Téngase presente, además, que lo que se prevé es un estado de
cosas en constante mejoramiento. Sin duda alguna la elevación en la cifra de
población trabajadora forzará siempre los salarios hacia abajo, en dirección al
nivel de pura subsistencia. Pero decir en dirección
a no es lo mismo que decir hasta; mientras prosiga el proceso
acumulativo -y Smith no ve razón alguna para que se detenga-, la sociedad
tendrá una oportunidad virtualmente ilimitada de mejorar sus condiciones de
vida. Smith no quiso dar a entender con ello que este mundo nuestro es el mejor
de todos los mundos posibles. Había leído el Candide, de Voltaire, y él no era un doctor
Pangloss. Pero no existía razón para que el mundo no se moviese hacia el mejoramiento y el progreso.
Más aún: era inevitable el progreso, a condición de que dejara al mecanismo del
mercado funcionar por sí mismo, junto con las grandes leyes de la sociedad.

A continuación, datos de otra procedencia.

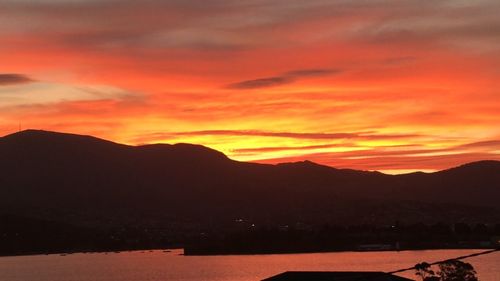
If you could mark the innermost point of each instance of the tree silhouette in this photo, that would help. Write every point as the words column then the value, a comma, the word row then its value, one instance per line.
column 455, row 270
column 451, row 270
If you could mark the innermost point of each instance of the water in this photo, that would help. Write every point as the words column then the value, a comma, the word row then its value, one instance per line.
column 172, row 266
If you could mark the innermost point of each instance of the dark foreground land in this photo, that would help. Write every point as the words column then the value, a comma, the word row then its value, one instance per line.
column 21, row 236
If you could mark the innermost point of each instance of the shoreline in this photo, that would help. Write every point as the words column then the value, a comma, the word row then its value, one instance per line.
column 167, row 250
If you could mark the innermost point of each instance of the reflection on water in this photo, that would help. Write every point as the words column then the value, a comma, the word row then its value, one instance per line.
column 172, row 266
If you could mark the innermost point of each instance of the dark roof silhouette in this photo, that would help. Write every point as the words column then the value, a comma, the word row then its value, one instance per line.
column 335, row 276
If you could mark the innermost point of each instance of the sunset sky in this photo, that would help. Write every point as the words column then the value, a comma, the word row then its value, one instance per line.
column 394, row 86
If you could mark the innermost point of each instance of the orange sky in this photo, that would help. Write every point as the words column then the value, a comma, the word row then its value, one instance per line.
column 394, row 86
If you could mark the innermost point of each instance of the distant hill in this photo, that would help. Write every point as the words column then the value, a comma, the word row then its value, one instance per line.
column 85, row 181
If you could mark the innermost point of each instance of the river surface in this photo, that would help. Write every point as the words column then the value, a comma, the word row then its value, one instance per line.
column 173, row 266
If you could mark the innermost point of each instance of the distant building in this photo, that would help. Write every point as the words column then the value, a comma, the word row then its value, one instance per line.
column 376, row 247
column 335, row 276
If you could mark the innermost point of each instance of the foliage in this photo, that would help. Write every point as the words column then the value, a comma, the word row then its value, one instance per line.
column 451, row 270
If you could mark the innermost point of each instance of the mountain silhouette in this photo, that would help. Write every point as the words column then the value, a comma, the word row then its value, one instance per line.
column 84, row 180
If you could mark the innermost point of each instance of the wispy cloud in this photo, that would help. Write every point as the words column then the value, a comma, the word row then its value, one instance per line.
column 285, row 78
column 311, row 136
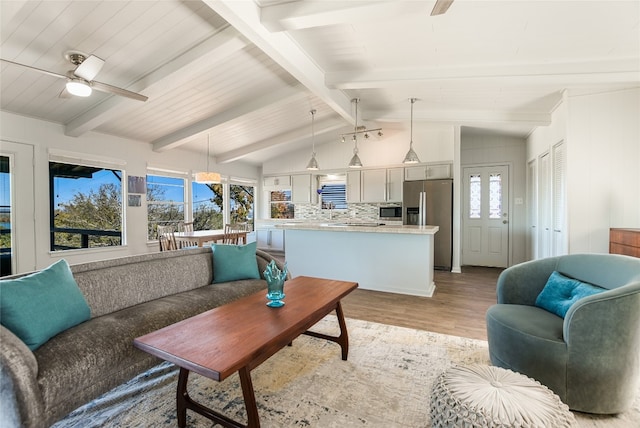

A la larga, mucho más allá del horizonte, podía vislumbrarse
exactamente el destino final de la sociedad. Para cuando se llegase a él ya
habría subido considerablemente el nivel «natural» de los salarios..., porque
Smith daba por supuesto que los salarios básicos de subsistencia constituían un
fenómeno sociológico y no una feroz realidad animal. También el terrateniente
habría salido beneficiado, porque la población sería numerosa y presionaría
sobre lo que, después de todo, constituye un fondo de tierra fijo y otorgado
por Dios. Sólo al capitalista le esperaba un porvenir difícil; como las
riquezas se habrían multiplicado hasta casi más allá de todo cálculo, el
capitalista recibiría el salario de la gerencia por él ejercida, pero toda
ganancia se reduciría a eso; vendría a ser una persona que tendría que trabajar
de firme, muy bien remunerada por su trabajo, pero no sería, desde luego,
espléndidamente rico. Sería el suyo un extraño paraíso de mucho trabajo, mucha
riqueza auténtica y pocos ocios.
Pero el camino hacia ese punto final de descanso de la sociedad
era largo, y mucho lo que aún quedaba por hacer entre el mundo de Adam Smith y
aquel último campamento de llegada, y no valía la pena perder tiempo en
detallarlo. La riqueza de las
naciones es un programa de
acción y no un plano para la utopía.
Aunque resulte bastante extraño, lo cierto es que el libro no
encontró aceptación de inmediato. Charles James Fox, que era el hombre más
poderoso del Parlamento, lo ridiculizó, y transcurrieron ocho años antes que
alguien citase el libro en los Comunes. Cuando llegó la hora de reconocer sus
méritos, ese reconocimiento advino de donde menos se esperaba. Los incipientes
capitalistas -y no perdamos de vista que esta clase ruda y advenediza de
trepadores no se sentía embarazada por las ideas del siglo XX sobre la igualdad
y justicia económica descubrieron en el libro de Smith la justificación teórica
perfecta de su oposición a la legislación sobre fábricas. El hecho de que Smith
había escrito sobre «la rapacidad ruin, el espíritu monopolista de los
mercaderes y de los fabricantes», y que había dicho también que «ni unos ni
otros son, ni deben ser, los que gobiernen al género humano», se dio por
ignorado enteramente, para propiciar la gran tesis que Smith había sacado de
sus investigaciones: dejad
solo al mercado.
Lo que Smith había querido decir con ello era una cosa, y lo que
sus proponentes le hacían decir era otra. Cual ya hemos explicado, Smith no era
el abogado de ninguna clase social, sino un esclavo de su sistema. Todo su
sistema económico brotaba de su fe indudable en la capacidad del mercado para
conducir al sistema hasta el punto de su mayor rendimiento. El mercado -esa
maravillosa máquina social- cuidaría de las necesidades de la sociedad, a condición de que se le dejase
solo, en paz, para que las
leyes de la evolución pudieran conducir a la sociedad hacia su recompensa
prometida. Smith no estaba ni en contra del trabajo ni en contra del capital;
si alguna preferencia tenía, era en favor del consumidor. «El consumo
constituye la finalidad y el designio únicos de toda la producción», escribió,
y luego pasó a censurar los sistemas que colocaban el interés del productor por
encima del interés del público consumidor.